If he answers some of the question marks and becomes a more physically capable player, then the sky’s the limit. Lockout or not, if a team is willing to spend the #12 pick on Christian Ponder and a high second rounder on Andy Dalton, then there’s no reason to suggest Cousins couldn’t go in the first round. I never felt Ponder took a similar chance last year and with injuries also on the report card, it was a surprise that a team felt that compelled to draft him early.

Andrew Luck and Matt Barkley are clearly the top two ranked quarterbacks with a secondary group that could change dramatically during the new college season. Cousins is my top ranked senior quarterback and there’s no reason he couldn’t challenge Landry Jones to be the third ranked passer should both Luck and Barkley declare (Luck is a shoe-in to enter the draft, Barkley much less so). That’s the positive angle. As things stand today without that further progression and development, he looks like a round 2-3 level quarterback who would still have a shot at starting down the line. I dropped Ponder down to a round 4-5 grade after viewing a number of FSU games in 2010 and that also remains a possibility for Cousins if he regresses or gets injured.

The one player he reminds me of a lot is Kevin Kolb. Similar slingy release, similar size and mobility. Both have a tendency to make bad or risky decisions and take chances that lead to turn overs. At the same time, both are not severely limited and given a nice collection of playmakers, can succeed as a starter. Kolb was drafted with the 36th pick in 2007 and it wouldn’t surprise me come next April if we see Cousins go in a similar area.

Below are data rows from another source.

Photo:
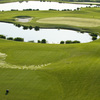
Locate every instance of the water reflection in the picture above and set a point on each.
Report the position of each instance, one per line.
(51, 35)
(39, 5)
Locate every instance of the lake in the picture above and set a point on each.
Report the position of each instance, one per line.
(39, 5)
(51, 35)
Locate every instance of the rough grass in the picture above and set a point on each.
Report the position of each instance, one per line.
(82, 22)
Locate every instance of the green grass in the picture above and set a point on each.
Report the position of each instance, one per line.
(72, 71)
(72, 75)
(72, 21)
(87, 19)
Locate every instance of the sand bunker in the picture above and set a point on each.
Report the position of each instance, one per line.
(24, 20)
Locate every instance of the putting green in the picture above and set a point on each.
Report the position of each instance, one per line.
(84, 22)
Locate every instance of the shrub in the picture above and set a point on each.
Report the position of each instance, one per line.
(2, 36)
(62, 42)
(9, 38)
(18, 39)
(43, 41)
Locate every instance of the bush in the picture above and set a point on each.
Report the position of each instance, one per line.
(9, 38)
(43, 41)
(94, 38)
(2, 36)
(68, 42)
(62, 42)
(18, 39)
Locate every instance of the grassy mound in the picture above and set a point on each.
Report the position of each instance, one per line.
(72, 75)
(81, 22)
(69, 72)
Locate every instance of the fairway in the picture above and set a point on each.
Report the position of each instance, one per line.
(82, 22)
(37, 71)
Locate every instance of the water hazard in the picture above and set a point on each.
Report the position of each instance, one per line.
(51, 35)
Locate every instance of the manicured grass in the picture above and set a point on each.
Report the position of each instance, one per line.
(74, 69)
(87, 19)
(72, 75)
(71, 21)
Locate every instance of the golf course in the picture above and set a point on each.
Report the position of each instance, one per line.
(37, 71)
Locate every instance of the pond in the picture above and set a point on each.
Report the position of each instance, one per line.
(39, 5)
(51, 35)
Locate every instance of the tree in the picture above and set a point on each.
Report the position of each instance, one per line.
(76, 41)
(62, 42)
(9, 38)
(94, 38)
(43, 41)
(39, 41)
(68, 42)
(37, 28)
(30, 27)
(2, 36)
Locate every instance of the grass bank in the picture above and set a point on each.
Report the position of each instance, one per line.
(86, 19)
(72, 72)
(68, 72)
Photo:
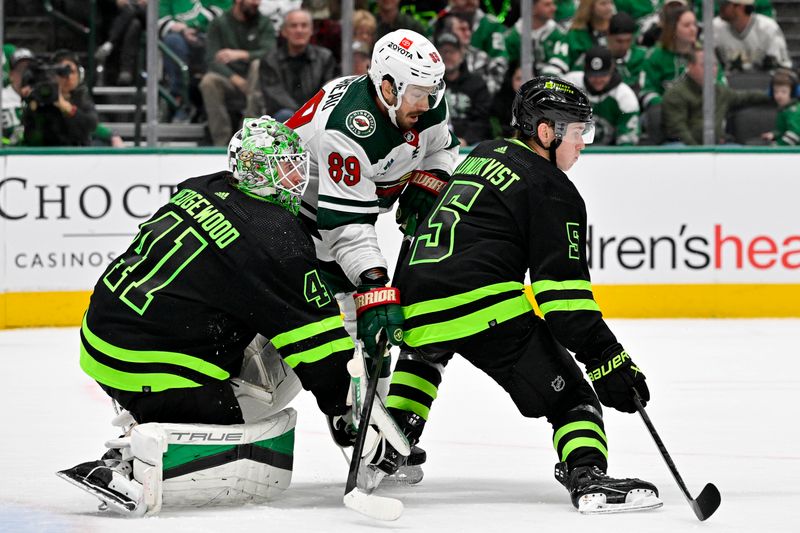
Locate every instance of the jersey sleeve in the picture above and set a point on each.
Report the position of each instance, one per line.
(348, 207)
(442, 152)
(560, 278)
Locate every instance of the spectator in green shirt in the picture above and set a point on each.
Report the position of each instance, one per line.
(787, 124)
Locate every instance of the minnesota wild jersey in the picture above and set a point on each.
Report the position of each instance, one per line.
(506, 211)
(615, 111)
(359, 165)
(550, 47)
(208, 271)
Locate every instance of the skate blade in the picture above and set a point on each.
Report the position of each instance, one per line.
(406, 475)
(112, 502)
(636, 500)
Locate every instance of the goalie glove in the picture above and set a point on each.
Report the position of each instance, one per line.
(614, 377)
(419, 197)
(378, 308)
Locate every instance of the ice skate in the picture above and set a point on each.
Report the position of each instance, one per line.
(110, 484)
(594, 492)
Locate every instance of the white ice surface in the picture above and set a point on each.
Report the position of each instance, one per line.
(724, 394)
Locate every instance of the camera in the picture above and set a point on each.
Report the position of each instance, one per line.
(42, 77)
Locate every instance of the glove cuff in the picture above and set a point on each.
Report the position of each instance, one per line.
(375, 297)
(427, 181)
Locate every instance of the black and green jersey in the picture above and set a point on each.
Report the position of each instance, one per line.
(208, 271)
(505, 212)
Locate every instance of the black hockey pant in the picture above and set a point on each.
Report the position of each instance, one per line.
(522, 356)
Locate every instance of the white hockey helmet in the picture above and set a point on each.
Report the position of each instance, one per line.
(407, 59)
(267, 160)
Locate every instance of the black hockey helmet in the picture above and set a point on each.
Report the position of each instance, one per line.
(555, 100)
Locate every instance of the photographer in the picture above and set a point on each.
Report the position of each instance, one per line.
(58, 110)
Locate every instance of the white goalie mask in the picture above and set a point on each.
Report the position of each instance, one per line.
(413, 65)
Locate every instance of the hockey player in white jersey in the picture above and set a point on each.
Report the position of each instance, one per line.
(374, 139)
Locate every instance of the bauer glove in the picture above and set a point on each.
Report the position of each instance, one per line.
(378, 308)
(418, 198)
(614, 377)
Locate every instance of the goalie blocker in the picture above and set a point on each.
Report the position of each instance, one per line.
(196, 465)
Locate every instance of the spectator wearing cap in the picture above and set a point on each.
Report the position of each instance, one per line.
(235, 39)
(17, 61)
(549, 43)
(491, 69)
(628, 56)
(362, 57)
(294, 71)
(69, 118)
(683, 104)
(615, 107)
(746, 40)
(390, 19)
(468, 98)
(784, 86)
(589, 28)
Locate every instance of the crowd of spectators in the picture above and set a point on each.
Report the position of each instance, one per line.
(636, 59)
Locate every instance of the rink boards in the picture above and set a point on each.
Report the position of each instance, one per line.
(671, 233)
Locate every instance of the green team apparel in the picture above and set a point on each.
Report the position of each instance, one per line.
(615, 113)
(208, 271)
(550, 47)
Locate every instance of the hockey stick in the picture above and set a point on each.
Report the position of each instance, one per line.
(377, 507)
(709, 499)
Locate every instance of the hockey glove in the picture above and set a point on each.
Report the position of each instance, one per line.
(378, 308)
(614, 377)
(418, 198)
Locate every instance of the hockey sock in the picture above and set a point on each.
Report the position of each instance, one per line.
(579, 438)
(414, 386)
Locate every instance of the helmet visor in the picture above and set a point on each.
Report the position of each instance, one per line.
(578, 132)
(415, 93)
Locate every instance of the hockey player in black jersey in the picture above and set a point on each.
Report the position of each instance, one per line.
(169, 328)
(509, 209)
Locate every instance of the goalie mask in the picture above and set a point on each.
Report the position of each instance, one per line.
(268, 161)
(413, 66)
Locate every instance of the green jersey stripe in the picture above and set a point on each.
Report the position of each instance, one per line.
(470, 324)
(131, 382)
(577, 426)
(320, 352)
(410, 380)
(582, 442)
(307, 331)
(567, 285)
(443, 304)
(153, 356)
(396, 402)
(569, 305)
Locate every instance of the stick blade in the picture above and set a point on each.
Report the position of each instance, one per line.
(707, 502)
(377, 507)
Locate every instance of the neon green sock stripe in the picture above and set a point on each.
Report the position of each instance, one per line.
(568, 285)
(441, 304)
(320, 352)
(410, 380)
(583, 442)
(469, 324)
(304, 332)
(578, 426)
(569, 305)
(408, 405)
(151, 356)
(131, 382)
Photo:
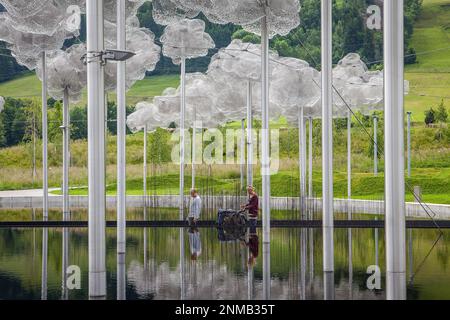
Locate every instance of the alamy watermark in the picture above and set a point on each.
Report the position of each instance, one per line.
(227, 147)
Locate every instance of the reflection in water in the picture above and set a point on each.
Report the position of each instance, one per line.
(44, 264)
(213, 269)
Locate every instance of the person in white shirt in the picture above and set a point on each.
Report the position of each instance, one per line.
(195, 208)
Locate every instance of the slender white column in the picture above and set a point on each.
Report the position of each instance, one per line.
(121, 131)
(394, 150)
(144, 181)
(310, 187)
(66, 155)
(249, 135)
(65, 187)
(242, 154)
(349, 165)
(44, 136)
(194, 150)
(265, 160)
(96, 149)
(408, 139)
(302, 159)
(327, 137)
(182, 134)
(375, 145)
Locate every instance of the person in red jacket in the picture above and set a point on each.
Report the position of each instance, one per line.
(252, 205)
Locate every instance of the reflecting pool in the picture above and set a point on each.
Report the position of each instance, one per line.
(214, 264)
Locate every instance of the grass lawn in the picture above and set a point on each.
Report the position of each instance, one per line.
(29, 86)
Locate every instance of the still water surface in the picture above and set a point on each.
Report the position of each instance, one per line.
(217, 269)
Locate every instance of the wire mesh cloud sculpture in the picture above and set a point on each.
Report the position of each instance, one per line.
(131, 9)
(44, 16)
(146, 115)
(26, 47)
(282, 15)
(294, 85)
(186, 39)
(66, 72)
(140, 41)
(167, 12)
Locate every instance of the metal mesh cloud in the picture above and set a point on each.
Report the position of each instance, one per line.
(147, 54)
(27, 47)
(282, 15)
(44, 16)
(186, 39)
(66, 71)
(294, 84)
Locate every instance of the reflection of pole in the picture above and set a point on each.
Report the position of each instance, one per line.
(310, 188)
(145, 167)
(44, 136)
(375, 145)
(44, 263)
(182, 267)
(194, 150)
(242, 153)
(265, 162)
(350, 264)
(96, 149)
(394, 150)
(302, 159)
(65, 263)
(66, 155)
(182, 134)
(408, 139)
(349, 165)
(327, 136)
(249, 135)
(121, 131)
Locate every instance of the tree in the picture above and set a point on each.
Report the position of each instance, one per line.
(430, 116)
(441, 113)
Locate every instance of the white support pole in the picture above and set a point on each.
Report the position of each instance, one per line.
(194, 150)
(394, 150)
(96, 149)
(302, 159)
(66, 155)
(310, 173)
(327, 137)
(145, 168)
(249, 135)
(65, 187)
(349, 165)
(408, 139)
(121, 131)
(182, 135)
(265, 156)
(375, 145)
(242, 154)
(44, 137)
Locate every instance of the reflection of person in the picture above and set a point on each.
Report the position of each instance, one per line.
(195, 208)
(252, 205)
(195, 243)
(253, 246)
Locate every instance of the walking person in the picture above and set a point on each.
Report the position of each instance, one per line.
(252, 206)
(195, 208)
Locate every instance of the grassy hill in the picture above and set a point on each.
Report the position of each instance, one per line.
(29, 86)
(430, 77)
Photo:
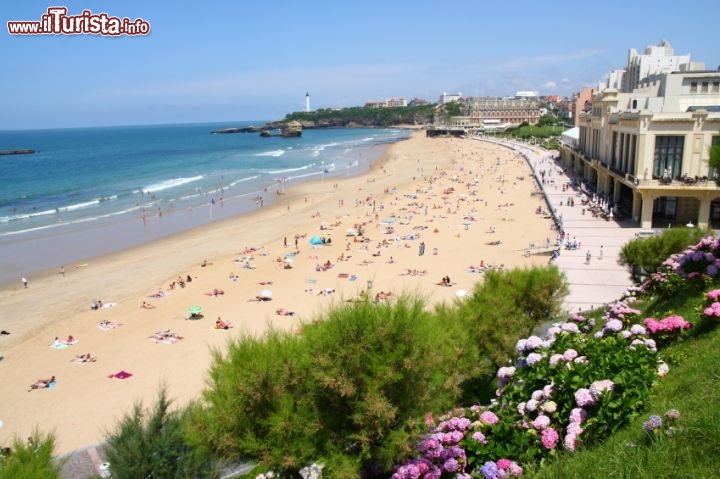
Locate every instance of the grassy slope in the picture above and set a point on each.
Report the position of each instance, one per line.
(693, 388)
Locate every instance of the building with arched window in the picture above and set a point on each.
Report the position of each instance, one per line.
(647, 150)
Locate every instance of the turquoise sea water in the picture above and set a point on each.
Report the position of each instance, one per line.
(86, 179)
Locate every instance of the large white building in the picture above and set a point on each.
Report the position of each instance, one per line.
(647, 150)
(656, 60)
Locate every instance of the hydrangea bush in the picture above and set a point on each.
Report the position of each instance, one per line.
(698, 262)
(566, 389)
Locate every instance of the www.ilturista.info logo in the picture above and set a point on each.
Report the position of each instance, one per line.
(57, 22)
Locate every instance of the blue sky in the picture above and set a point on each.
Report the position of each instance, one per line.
(249, 60)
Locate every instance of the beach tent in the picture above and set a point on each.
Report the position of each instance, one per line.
(195, 312)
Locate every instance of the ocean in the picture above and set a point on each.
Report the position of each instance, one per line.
(66, 201)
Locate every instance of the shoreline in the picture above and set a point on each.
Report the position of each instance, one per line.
(448, 193)
(83, 242)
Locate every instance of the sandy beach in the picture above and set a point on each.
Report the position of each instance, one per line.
(470, 204)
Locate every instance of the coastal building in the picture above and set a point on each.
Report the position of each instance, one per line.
(395, 102)
(496, 112)
(532, 95)
(647, 150)
(389, 103)
(655, 60)
(581, 102)
(448, 97)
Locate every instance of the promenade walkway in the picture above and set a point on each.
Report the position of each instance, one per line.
(602, 280)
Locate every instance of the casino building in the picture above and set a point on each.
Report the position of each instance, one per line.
(645, 146)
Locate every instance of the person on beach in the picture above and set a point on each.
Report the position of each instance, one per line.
(42, 383)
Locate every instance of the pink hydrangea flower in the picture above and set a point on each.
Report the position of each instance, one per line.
(541, 422)
(714, 294)
(479, 437)
(549, 438)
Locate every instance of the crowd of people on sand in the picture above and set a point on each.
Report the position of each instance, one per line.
(221, 324)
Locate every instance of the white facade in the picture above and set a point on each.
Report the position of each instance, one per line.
(647, 150)
(656, 60)
(448, 97)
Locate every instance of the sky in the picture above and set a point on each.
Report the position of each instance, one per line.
(229, 60)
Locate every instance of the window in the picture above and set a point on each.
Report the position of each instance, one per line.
(668, 156)
(712, 172)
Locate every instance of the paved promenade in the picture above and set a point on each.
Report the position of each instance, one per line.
(603, 280)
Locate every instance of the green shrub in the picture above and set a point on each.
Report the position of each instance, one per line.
(648, 254)
(348, 389)
(152, 444)
(351, 390)
(508, 305)
(30, 460)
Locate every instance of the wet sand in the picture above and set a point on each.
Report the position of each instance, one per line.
(448, 193)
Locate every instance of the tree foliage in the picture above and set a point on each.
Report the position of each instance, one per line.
(351, 390)
(365, 116)
(32, 459)
(152, 444)
(648, 254)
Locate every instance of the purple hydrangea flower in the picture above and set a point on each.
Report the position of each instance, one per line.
(533, 358)
(549, 438)
(583, 397)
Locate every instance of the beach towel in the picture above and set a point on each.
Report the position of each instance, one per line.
(108, 326)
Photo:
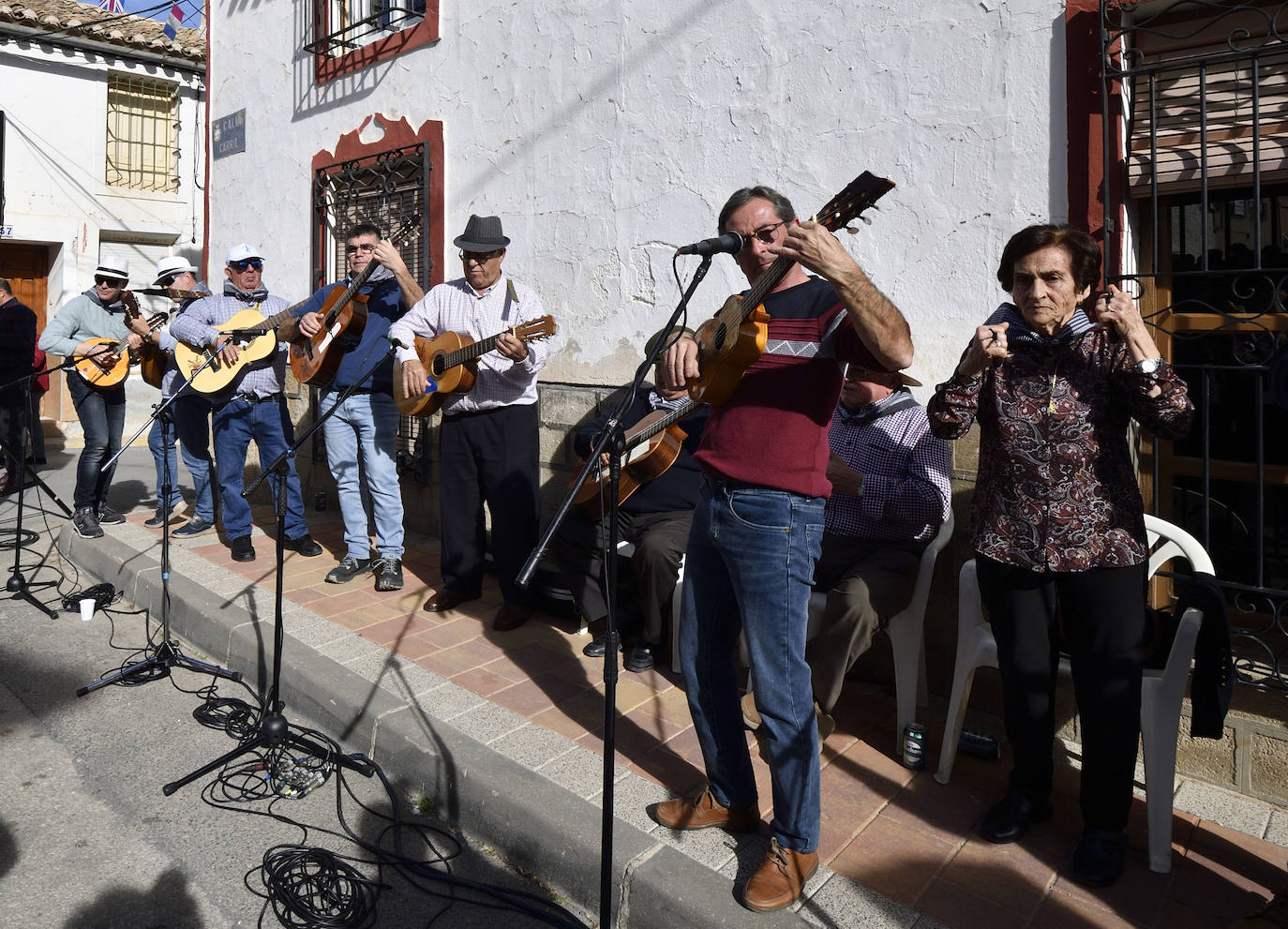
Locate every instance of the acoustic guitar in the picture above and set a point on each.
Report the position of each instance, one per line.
(651, 447)
(316, 358)
(451, 364)
(730, 340)
(93, 365)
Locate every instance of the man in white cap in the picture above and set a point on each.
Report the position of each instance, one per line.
(97, 313)
(189, 413)
(250, 408)
(488, 439)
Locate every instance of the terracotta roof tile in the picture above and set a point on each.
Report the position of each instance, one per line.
(72, 18)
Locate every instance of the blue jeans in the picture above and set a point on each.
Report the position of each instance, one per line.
(192, 426)
(362, 451)
(102, 415)
(165, 457)
(236, 423)
(750, 568)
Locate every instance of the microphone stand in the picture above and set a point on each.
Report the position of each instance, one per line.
(613, 441)
(17, 584)
(166, 653)
(273, 729)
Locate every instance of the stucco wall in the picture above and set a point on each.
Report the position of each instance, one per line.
(607, 134)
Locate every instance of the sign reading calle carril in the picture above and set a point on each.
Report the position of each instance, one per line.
(228, 134)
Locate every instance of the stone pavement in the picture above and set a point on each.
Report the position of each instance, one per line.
(503, 733)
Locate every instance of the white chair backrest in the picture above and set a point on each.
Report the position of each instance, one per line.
(1175, 541)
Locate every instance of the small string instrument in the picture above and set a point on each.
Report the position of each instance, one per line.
(316, 358)
(451, 364)
(730, 340)
(651, 447)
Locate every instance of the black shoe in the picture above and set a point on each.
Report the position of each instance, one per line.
(1010, 818)
(388, 574)
(109, 517)
(347, 570)
(193, 527)
(86, 523)
(304, 546)
(242, 549)
(1098, 861)
(640, 657)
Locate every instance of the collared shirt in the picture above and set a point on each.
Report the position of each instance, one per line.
(457, 307)
(197, 325)
(906, 492)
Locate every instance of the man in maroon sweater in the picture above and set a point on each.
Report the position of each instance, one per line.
(757, 527)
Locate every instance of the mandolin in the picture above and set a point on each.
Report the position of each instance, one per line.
(316, 358)
(451, 364)
(651, 446)
(730, 340)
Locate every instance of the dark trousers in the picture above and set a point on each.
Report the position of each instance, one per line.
(1102, 629)
(488, 457)
(658, 539)
(102, 416)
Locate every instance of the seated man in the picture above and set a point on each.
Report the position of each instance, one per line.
(654, 518)
(891, 492)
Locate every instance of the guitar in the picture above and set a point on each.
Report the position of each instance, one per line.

6 Responses to “Kirk Cousins (QB, Michigan State): further analysis”

  1. Bubba Gill says:

    I love you guys, not for your mocks but for your analysis of players. He is weak when throwing off his back foot, horrible quality in the NFL, he is not Brett Farve who had great velocity even throwing from the ground, LOL. I dont like him simply because he is so confident in his throws and also so limited in his ability to throw a deep ball, what I mean by that is he will throw into covered receivers, I think in today’s NFL they will get batted down, I dont want another WC QB, I want some one who at any moment will stretch the field and give DB’s something that have to respect. No on Cousins for me.

  2. [...] If you missed it earlier in the week, don’t forget to check out my piece on Kirk Cousins (QB, … and why I think he compares favorably to Kevin Kolb. [...]

  3. Christon says:

    Yeah, he gets happy feet while waiting for someone to come open and if a D-lineman pops off his block and surprises him, thats when he throws off his back foot. In the pocket this guy looks like a sitting duck, its a good thing he knows his hot routes well because he seems to me that he is as bad at escaping pressure as Big Ben is good. But that said, he did seem very accurate on all the short throws without pressure. He reminds me a little of Ponder too. Thanks for the post!

  4. Bubba Gill says:

    WHERE DID MY POST GO?

    • Rob says:

      Apologies Bubba, I get about 3,000 spam messages per day and delete them in bulk. Very rarely a legitimate comment gets caught in the wash. I’ve since restored your post and you should be able to see it now.

      • Bubba Gill says:

        Its cool man, this is my favorite Seahawks website, You do amazing analysis Rob! Thanx.